New Study Shows Shocking Gender Bias In The Way Men Address Women Doctors

Adobe Stock / Minerva Studio

Woman doctor with arms crossed

Adobe Stock / Minerva Studio

Liv McConnell
Liv McConnell
April 25, 2024 at 2:0AM UTC
Are women medical doctors and academics more likely to have their professional title ignored than their male counterparts?
A fascinating new study published by the “Journal of Women's Health” and expounded upon by NPR Monday (May 22) has found the answer is yes.
Conducted by Dr. Julia A. Files and several colleagues, the study honed in on Internal Medicine Grand Rounds — lecture events commonly held at medical schools across the country — to illustrate their hypothesis. Watching footage of two past IMGRs in Arizona and Minnesota, Files and Co. analyzed more than 300 speaker introductions to see whether the speaker’s formal title — like Dr., Professor, MD, and PhD — was used, and whether gender had any correlation to title usage.
Their findings were pretty conclusive. When a female doctor was introducing another doctor, she included the person’s title in nearly every case: 95 percent of the time if the doctor was male, 97.8 percent of the time if the doctor was also female. But when male doctors were introducing speakers, a marked disparity emerges. Files and Co. found that male doctors included titles in 110 of 152 cases (72.4 percent) if the speaker they were introducing was also male. Meanwhile, female doctors were only introduced by their title in 31 of 63 cases, or less than half of the time.
The differences in title treatment continued throughout speakers’ presentations, too. Whereas women doctors acting as panel moderators largely continued to use formal titles when addressing speakers following the initial introduction, male doctors reverted to more informal forms of address — and yet, a gender gap persisted. According to the study, “Despite multiple opportunities to acknowledge the speakers' credentials, the title of Dr. was withheld by male introducers from 41.3% of female speakers compared with only 24.3% of male speakers” following the introduction.
This data backs up what has already anecdotally been proven to be true a number of times — that the educational and professional achievements of women tend to be held in lesser regard than those of men.

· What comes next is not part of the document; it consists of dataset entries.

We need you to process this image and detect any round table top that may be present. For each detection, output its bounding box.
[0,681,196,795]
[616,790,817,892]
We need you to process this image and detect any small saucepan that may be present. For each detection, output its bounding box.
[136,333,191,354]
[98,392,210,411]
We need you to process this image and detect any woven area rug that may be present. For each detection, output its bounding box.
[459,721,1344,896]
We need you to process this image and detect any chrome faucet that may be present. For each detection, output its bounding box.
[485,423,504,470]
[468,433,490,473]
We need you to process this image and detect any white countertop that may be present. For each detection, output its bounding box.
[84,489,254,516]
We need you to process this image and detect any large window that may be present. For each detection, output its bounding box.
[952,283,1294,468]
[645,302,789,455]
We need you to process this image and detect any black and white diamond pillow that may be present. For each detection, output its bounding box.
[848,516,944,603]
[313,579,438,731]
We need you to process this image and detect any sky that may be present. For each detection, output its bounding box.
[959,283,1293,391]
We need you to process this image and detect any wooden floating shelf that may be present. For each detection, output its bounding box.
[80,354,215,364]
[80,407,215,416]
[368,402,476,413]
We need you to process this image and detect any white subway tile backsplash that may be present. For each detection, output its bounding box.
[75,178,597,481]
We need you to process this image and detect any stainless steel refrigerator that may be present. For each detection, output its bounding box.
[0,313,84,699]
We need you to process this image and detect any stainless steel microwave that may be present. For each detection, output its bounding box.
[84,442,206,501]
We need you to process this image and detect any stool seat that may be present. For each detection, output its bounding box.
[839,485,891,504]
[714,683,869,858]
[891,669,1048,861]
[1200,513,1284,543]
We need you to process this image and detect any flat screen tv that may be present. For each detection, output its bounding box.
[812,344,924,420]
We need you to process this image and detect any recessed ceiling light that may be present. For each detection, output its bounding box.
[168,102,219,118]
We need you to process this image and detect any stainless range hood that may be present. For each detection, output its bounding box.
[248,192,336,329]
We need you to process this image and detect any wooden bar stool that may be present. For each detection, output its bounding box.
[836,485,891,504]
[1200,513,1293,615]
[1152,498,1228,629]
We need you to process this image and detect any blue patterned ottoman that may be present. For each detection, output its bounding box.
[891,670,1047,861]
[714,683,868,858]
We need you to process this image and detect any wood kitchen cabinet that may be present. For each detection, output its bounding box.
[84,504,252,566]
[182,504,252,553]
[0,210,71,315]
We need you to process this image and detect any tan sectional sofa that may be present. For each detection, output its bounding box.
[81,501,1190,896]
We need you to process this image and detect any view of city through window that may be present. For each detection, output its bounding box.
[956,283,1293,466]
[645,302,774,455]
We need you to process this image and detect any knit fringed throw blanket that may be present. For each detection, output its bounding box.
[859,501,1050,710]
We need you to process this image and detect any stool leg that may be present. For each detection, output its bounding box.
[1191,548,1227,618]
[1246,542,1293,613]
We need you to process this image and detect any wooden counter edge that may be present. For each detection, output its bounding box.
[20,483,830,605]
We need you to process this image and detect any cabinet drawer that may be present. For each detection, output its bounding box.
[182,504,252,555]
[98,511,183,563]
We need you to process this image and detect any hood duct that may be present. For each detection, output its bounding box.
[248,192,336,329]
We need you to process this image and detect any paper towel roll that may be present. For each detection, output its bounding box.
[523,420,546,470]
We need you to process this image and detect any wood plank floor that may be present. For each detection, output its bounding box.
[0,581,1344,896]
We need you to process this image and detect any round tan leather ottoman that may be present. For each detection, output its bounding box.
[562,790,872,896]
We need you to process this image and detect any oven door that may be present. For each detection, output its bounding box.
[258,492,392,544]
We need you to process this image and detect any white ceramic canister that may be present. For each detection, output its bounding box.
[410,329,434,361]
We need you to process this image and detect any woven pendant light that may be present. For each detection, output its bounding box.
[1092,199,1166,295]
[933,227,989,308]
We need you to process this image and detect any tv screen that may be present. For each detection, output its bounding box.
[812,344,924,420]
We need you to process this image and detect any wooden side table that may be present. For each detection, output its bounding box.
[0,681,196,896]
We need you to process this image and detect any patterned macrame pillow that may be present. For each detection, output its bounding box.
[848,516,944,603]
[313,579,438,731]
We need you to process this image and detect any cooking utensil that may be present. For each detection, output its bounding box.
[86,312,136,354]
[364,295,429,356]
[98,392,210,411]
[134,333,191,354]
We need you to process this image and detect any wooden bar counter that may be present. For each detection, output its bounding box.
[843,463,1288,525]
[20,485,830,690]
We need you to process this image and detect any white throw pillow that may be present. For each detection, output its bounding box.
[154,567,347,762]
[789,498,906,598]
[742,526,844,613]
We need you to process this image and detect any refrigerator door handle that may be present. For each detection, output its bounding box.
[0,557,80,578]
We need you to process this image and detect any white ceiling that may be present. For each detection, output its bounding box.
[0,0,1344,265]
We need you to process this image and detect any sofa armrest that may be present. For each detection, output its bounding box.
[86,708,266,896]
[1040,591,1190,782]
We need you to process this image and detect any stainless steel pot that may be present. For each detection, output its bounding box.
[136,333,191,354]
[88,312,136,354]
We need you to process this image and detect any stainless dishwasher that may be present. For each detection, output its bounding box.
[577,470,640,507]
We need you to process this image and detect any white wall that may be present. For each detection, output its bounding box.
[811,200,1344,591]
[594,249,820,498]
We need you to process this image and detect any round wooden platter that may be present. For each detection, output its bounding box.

It’s a form of unconscious bias that can be hard to stick concrete data to, thus making Files and Co.’s findings all the more illuminating.
In her exploration of the study, NPR writer Tania Lombrozo reflected on how she’d seen this same bias reflected in her own experience as a professor.
“I made a point of introducing myself as ‘Professor Lombrozo,’ and I signed emails to students the same way — especially those addressed to Miss/Ms./Mrs. Lombrozo or those that simply used my first name,” she wrote. “Ten years later... I still receive plenty of email directed to the imaginary Miss/Ms./Mrs. Lombrozo, who apparently teaches my courses.”
The study does give us cause to pause in the way we approach addressing women doctors, be they medical or academic, going forward. Because, as Files wrote in her study’s introduction, bias as a whole “may be reinforced by gender-subordinating language or differential use of formality in forms of address,” and professional titles can influence the “perceived expertise and authority” of women in these fields.